Forecast-Driven Energy Management for a Smart Building Microgrid
Presenter: Ying Li
Time: Wed 2026-05-06 15.00 - 16.00
Video link: https://kth-se.zoom.us/j/65511430677
Smart building microgrids contain multiple interacting resources that evolve on different time scales and under different sources of uncertainty. In the studied office-building setting, photovoltaic generation, tenant load, heat pump operation, battery energy storage, and electric vehicle charging together create a coordination problem for the building energy management system (EMS) rather than an isolated scheduling task for any single component.
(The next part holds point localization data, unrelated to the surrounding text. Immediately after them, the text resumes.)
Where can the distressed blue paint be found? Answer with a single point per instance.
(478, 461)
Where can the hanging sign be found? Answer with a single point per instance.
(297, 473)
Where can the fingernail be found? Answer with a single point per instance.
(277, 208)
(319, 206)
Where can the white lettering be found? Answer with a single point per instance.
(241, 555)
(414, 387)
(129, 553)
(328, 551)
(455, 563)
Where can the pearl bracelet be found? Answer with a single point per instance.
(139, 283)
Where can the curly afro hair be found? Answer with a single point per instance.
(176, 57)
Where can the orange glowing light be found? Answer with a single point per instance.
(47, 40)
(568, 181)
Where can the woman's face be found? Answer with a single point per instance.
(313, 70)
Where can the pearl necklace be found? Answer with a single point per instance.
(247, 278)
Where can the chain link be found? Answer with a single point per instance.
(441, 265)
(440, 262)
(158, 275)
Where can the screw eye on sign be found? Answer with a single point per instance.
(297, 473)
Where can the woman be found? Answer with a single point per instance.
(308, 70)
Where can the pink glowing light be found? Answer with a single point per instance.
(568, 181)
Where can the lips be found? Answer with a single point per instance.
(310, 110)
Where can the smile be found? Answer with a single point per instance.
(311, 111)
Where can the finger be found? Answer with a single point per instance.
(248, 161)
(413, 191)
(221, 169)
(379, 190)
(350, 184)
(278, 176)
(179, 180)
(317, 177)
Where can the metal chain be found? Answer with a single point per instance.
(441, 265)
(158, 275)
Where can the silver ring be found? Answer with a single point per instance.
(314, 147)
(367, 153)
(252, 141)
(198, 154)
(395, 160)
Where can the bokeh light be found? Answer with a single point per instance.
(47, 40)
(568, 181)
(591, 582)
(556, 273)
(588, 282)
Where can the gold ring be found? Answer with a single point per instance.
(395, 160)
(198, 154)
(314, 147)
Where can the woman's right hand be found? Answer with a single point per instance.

This thesis aims to develop and evaluate a forecast-driven two-layer EMS for Magasin X. The study is based on real operational data from the building and combines external weather and electricity-price information with measured building and charging data. An autoregressive with exogenous input (ARX) thermal model is used to represent short-term building thermal dynamics for heat pump scheduling, while long short-term memory (LSTM) models are developed for forecasting photovoltaic generation, tenant load, and electric-vehicle-related demand. These models are integrated into a day-ahead EMS and a rolling EMS, and the resulting strategies are compared against an uncontrolled baseline and a perfect-foresight benchmark. The results show that the forecasting and thermal submodels, although imperfect, are sufficiently informative for downstream scheduling. In the annual comparison, the day-ahead and rolling strategies reduce grid-import cost by 27.01% and 29.95%, respectively, compared with 32.55% for the perfect-foresight benchmark. The rolling strategy also increases photovoltaic self-consumption to 84.99% and reduces monthly peak import in most months. For electric vehicle charging, 93.89% of sessions achieve at least 80% fulfillment and 82.00% reach at least 90%, indicating that the economic gains are accompanied by a measurable service-quality trade-off. The thesis therefore concludes that building EMS in this context should be understood as a multi-objective coordination problem rather than as a pure cost-minimization problem, and that forecast-driven two-layer control is practically valuable for the studied office-building case.